Figure 5. VNP-pN-N-FADD delayed tumor growth and enhanced survival time in B16F10 mice model.

(A) Tumor growth curves of groups as indicated. B16F10 tumor mice per group (n = 10 mice) were injected i.p. with 2 × 10⁵ cfu of VNP, VNP-pN, VNP-pN-FADD and VNP-pN-N-FADD or with PBS at day 7. Tumor volumes among different groups were compared. Data are presented as mean ± SD. *P < 0.05 for VNP-pN-FADD versus VNP or VNP-pN; **P < 0.01 for VNP-pN-N-FADD versus VNP-pN-FADD; ***P < 0.001 for VNP-pN-N-FADD versus VNP or VNP-pN. (B) Kaplan-Meier survival curves of mice bearing B16F10 melanomas. Data were analyzed by the log-rank test. *P < 0.05 for VNP-pN-N-FADD versus PBS, VNP, VNP-pN and VNP-pN-FADD. (C,D) Representative therapeutic efficacy of the recombinant VNP strains for melanoma therapy. (E,F) Tumor doubling time and growth delay. Data are presented as mean ± SD, *P < 0.05, **P < 0.01, ***P < 0.001, (n = 10 mice). (G) Immunofluorescence staining of FADD (stained red), the representative images (100×) revealing FADD or N-FADD expression in B16F10 tumor tissue treated with PBS, VNP, VNP-pN, VNP-pN-FADD and VNP-pN-N-FADD.

Figure 6. Salmonella typhimurium strain VNP20009 carrying FADD or N-FADD induced apoptosis of melanoma cells.

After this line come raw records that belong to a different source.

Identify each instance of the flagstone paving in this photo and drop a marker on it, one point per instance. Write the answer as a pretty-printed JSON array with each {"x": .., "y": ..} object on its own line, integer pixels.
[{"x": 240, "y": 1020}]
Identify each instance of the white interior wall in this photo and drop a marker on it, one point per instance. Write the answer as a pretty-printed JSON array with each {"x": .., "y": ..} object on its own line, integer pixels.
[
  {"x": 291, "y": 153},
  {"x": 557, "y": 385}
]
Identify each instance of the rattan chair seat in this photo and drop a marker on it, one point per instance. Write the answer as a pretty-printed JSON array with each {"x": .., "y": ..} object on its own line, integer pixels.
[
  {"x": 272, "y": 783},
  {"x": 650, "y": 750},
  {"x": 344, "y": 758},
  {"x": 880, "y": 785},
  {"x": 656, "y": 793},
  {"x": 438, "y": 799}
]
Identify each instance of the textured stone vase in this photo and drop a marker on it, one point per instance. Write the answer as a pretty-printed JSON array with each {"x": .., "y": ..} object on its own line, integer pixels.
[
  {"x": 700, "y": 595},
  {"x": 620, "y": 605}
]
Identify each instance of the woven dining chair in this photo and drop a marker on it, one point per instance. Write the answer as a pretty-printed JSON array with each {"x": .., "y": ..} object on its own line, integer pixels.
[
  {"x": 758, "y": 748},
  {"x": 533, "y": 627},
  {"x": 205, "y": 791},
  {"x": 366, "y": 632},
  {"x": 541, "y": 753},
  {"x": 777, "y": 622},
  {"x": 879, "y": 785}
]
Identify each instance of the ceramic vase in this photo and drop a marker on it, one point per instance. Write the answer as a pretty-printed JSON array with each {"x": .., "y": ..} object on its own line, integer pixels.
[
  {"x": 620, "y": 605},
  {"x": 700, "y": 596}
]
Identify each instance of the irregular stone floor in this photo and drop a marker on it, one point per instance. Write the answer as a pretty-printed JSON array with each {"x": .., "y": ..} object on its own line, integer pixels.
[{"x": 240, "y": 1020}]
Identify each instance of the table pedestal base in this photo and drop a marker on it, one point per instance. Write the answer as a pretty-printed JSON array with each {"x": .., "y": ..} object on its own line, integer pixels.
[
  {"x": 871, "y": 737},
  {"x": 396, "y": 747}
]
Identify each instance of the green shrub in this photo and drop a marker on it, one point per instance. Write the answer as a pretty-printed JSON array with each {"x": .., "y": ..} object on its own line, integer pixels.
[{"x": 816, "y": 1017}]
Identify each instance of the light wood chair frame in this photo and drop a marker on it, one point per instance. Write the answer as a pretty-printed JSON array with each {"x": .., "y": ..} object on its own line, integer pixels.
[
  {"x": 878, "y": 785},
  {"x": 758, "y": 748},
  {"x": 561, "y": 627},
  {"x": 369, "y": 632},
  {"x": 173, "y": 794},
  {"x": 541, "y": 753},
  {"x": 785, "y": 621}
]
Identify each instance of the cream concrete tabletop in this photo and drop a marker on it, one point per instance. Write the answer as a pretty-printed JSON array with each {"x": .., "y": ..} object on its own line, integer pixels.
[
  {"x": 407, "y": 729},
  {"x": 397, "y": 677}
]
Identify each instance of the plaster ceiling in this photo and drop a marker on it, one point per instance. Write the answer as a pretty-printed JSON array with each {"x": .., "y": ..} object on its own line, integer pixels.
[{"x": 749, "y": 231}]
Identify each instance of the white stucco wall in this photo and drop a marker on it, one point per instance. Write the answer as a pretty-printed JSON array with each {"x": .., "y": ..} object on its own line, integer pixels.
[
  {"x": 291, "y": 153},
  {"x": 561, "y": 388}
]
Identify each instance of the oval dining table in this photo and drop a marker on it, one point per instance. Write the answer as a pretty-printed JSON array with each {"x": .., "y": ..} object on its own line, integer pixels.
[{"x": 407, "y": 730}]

(A) H&E staining of the tumor sections. The representative images (100×) revealing necrotic areas of B16F10 tumor tissue treated with PBS, VNP, VNP-pN, VNP-pN-FADD and VNP-pN-N-FADD; N, necrotic tumor regions; V, vital tumor regions. (B) TUNEL assay of melanoma. The representative images (100×) revealing apoptosis of tumor cells treated with appropriate VNP strains; bright red, apoptotic cells. (C) Immunofluorescence staining of cleaved caspase-3 (stained green and indicated with blank arrows), the representative images (200×) revealing cleaved caspase-3 in B16F10 tumor tissue treated with PBS, VNP, VNP-pN, VNP-pN-FADD and VNP-pN-N-FADD. (D) Quantification analysis of relative cleaved caspase-3 expression level (fluorescence intensity of cleaved caspase-3 DAPI) by Image J software, *P < 0.05, **P < 0.01, bar represents the mean ± SD of five optical fields. Each experiment was carried out in triplicate.